Example: PARAMETER top_p 0.9
Example usage:
xxxxxxxxxx
PARAMETER temperature 0.7
PARAMETER num_ctx 4096
PARAMETER top_k 50
PARAMETER repeat_penalty 1.1
Combining Multiple Parameters: Fine-tune your model by adjusting several parameters together.
Using Templates: Create custom input/output formats for specific use cases.
Incorporating Adapters: Utilize LoRA adapters to specialize your model for particular tasks.
Customizing System Messages: Craft detailed system messages to guide the model's behavior and personality.
Ollama provides a library of pre-configured Modelfiles.

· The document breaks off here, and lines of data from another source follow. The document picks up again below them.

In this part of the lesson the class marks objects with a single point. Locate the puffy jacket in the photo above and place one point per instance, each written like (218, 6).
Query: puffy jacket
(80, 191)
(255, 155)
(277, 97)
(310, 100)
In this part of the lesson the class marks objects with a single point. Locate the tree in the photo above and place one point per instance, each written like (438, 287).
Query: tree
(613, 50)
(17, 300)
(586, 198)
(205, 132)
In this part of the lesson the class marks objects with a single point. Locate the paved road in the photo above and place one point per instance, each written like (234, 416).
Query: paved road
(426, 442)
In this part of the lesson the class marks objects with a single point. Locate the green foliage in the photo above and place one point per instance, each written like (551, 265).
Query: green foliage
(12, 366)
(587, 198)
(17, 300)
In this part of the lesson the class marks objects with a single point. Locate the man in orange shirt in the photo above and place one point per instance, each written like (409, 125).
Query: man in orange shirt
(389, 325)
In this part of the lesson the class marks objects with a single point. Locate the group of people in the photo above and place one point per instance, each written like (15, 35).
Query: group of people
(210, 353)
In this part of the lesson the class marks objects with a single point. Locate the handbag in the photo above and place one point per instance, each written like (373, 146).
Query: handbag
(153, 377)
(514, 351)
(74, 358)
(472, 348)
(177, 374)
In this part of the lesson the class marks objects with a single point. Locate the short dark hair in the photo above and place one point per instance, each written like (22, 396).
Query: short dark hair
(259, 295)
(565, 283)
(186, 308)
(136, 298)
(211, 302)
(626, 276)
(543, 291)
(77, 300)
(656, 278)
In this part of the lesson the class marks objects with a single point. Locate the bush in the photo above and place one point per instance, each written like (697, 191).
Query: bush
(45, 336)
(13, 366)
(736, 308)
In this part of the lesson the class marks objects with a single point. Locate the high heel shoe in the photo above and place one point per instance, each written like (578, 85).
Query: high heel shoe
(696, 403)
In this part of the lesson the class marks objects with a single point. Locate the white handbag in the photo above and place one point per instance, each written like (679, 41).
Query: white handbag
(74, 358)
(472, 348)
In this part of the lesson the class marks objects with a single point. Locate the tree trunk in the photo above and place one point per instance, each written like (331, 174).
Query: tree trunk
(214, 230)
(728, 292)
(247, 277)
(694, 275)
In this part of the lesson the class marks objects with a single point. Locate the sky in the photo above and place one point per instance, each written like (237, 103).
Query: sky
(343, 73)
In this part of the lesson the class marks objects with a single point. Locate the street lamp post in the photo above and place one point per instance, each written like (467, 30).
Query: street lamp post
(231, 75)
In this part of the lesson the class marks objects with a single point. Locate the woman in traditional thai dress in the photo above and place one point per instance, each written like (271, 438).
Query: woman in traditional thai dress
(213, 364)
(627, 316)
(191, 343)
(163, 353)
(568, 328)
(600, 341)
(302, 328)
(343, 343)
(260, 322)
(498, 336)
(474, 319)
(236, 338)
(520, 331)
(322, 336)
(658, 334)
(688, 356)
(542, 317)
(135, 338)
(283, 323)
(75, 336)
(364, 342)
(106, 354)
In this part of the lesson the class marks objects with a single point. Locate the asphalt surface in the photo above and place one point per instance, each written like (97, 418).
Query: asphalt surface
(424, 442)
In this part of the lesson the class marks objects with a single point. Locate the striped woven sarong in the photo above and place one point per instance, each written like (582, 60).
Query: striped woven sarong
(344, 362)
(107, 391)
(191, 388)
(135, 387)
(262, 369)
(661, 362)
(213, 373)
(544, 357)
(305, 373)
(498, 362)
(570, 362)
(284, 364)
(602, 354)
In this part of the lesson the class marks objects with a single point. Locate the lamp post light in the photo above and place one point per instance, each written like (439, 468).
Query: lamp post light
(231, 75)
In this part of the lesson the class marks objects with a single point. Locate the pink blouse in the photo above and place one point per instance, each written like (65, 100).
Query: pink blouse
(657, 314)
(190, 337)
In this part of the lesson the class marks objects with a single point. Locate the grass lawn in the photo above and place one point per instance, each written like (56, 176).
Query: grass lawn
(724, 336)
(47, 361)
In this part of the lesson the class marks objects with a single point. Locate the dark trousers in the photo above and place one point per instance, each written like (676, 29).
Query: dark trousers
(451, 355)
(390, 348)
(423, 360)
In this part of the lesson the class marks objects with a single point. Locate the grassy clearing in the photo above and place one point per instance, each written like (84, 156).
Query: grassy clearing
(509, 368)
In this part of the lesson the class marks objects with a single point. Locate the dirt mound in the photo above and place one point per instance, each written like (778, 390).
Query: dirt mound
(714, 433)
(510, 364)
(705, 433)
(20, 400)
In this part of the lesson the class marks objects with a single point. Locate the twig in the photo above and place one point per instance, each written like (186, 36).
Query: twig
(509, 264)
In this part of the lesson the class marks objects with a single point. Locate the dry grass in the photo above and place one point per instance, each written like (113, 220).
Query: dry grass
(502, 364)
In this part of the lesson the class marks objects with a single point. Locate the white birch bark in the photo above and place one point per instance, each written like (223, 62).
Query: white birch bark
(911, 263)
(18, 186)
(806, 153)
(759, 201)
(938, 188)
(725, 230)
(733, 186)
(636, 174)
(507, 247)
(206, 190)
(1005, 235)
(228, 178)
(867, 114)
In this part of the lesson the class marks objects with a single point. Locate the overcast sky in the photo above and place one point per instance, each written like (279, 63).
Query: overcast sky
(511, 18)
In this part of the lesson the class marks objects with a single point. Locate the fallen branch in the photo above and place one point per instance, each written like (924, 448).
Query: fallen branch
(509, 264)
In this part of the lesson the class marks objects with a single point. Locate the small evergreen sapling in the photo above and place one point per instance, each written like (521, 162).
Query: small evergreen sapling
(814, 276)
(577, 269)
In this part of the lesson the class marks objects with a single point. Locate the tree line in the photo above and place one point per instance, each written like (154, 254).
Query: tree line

You can view these using the ollama show
command:
xxxxxxxxxx
ollama show modelname
This displays the Modelfile of any local model, which can serve as inspiration or a starting point for your custom models.
Start with a Base Model: Choose an appropriate base model that aligns with your project's needs.
Iterative Testing: Create your Modelfile in stages, testing each addition or change.
Parameter Experimentation: Don't hesitate to adjust parameters and observe their effects on model behavior.
Documentation: Use comments in your Modelfile to explain your choices and configurations.
Version Control: Keep track of different versions of your Modelfile as you refine your model.
Ollama Modelfiles offer a powerful and flexible way to customize and deploy LLMs on your local machine. By mastering the creation and modification of Modelfiles, you can tailor AI models to your specific needs, whether for personal projects, research, or professional applications. Remember that the key to success with Modelfiles is experimentation and iteration. Don't be afraid to try different configurations and learn from each attempt. Happy modeling!